Initiativen gegen Einsamkeit im Alter

Immer mehr Alte, kaum noch Jüngere

Die Erwerbsbevölkerung in Deutschland wird in den nächsten 20 Jahren voraussichtlich stark altern und schrumpfen. Dies wird sich negativ auf das Wirtschaftswachstum und die durchschnittlichen Einkommen auswirken. 2030 wird es in Deutschland voraussichtlich mehr Erwerbspersonen im Alter von 65 bis 74 Jahren als im Alter unter 20 Jahren geben. 2019 umfassten beide Gruppen jeweils 1,2 Millionen Erwerbspersonen. Wie das Statistische Bundesamt (Destatis) mitteilt, werden im Jahr 2060 voraussichtlich 1,2 bis 2,2 Millionen Erwerbspersonen zur älteren und 1,0 bis 1,1 Millionen zur jüngeren Altersgruppe gehören. Einsamkeit im Alter ist dadurch ein zunehmendes Problem.

Älter, ärmer und einsamer

Die Lebenserwartung steigt an. Es ist ein vielschichtiges Phänomen mit unterschiedlichsten Ursachen. Vor allem ältere Menschen sind betroffen und brauchen unsere Unterstützung. Beinahe die Hälfte der Frauen im Alter über 65 Jahre lebt allein. Ein großer Teil dieser Frauen lebt von Mindestpensionen.
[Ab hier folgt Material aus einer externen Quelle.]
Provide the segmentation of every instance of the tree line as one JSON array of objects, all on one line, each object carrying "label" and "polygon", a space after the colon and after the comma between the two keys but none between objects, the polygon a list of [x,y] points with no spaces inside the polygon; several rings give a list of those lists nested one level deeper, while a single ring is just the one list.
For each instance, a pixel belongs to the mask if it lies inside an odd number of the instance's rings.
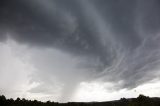
[{"label": "tree line", "polygon": [[25,98],[6,99],[4,95],[0,96],[0,106],[160,106],[160,98],[150,98],[139,95],[137,98],[121,98],[109,102],[41,102],[37,100],[27,100]]}]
Initiativen gegen Einsamkeit im Alter liegen im Trend

Es gibt weltweit immer mehr Initiativen gehen Einsamkeit. Ich nenne das einen hoffnungsvollen Trend. Eine Initiative, die sich in Wien gegen Einsamkeit und Altersarmut richtet, ist das Generationencafé Vollpension. Die Grundidee der Vollpension basiert auf der Frage: Wo gibt ́s den besten Kuchen? Bei der Oma natürlich. Und wenn Oma nicht da, erhält man in der Vollpension das Gefühl von Oma, die Atmosphäre in Omas Stube, die Wärme, den Geruch frischgebackenen Kuchens, den Häferlkaffee und alle anderen Aspekte, bei dem einem warm ums Herz wird.
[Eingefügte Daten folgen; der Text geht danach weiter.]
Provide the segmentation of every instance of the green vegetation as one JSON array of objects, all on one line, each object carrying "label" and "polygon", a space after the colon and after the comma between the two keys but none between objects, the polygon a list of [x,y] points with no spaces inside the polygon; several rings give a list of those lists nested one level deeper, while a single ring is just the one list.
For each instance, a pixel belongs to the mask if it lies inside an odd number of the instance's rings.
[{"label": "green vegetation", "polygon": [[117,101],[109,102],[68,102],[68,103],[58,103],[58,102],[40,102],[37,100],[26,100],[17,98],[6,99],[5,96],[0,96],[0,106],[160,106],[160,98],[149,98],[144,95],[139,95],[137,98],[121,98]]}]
Hinter der Vollpension stehen die Sozialunternehmer*innen Hannah Lux, Julia Krenmayr und Moriz Piffl. Ihre Idee, Alt und Jung zusammenbringen und den älteren Menschen mit der Arbeit im Lokal einen Zusatzverdienst und soziale Kontakte zu ermöglichen, schlug ein. Der Großteil der Mitarbeiterinnen und Mitarbeitern sind über 60 Jahre alt. Jährlich werden 90.000 Kuchen und Tortenstücke verkauft. Rund 200.000 Gäste besuchen die zwei Standorte. In der Vollpension backen Senior*innen, die in Teilzeit angestellt sind, Lieblingsmehlspeisen nach alten Familienrezepten. Sie sind entweder als Bäcker*innen oder Hosts angestellt. Das Publikum an den zwei Standorten im ersten und vierten Gemeindebezirk Wiens besteht aus jungen und älteren Gästen.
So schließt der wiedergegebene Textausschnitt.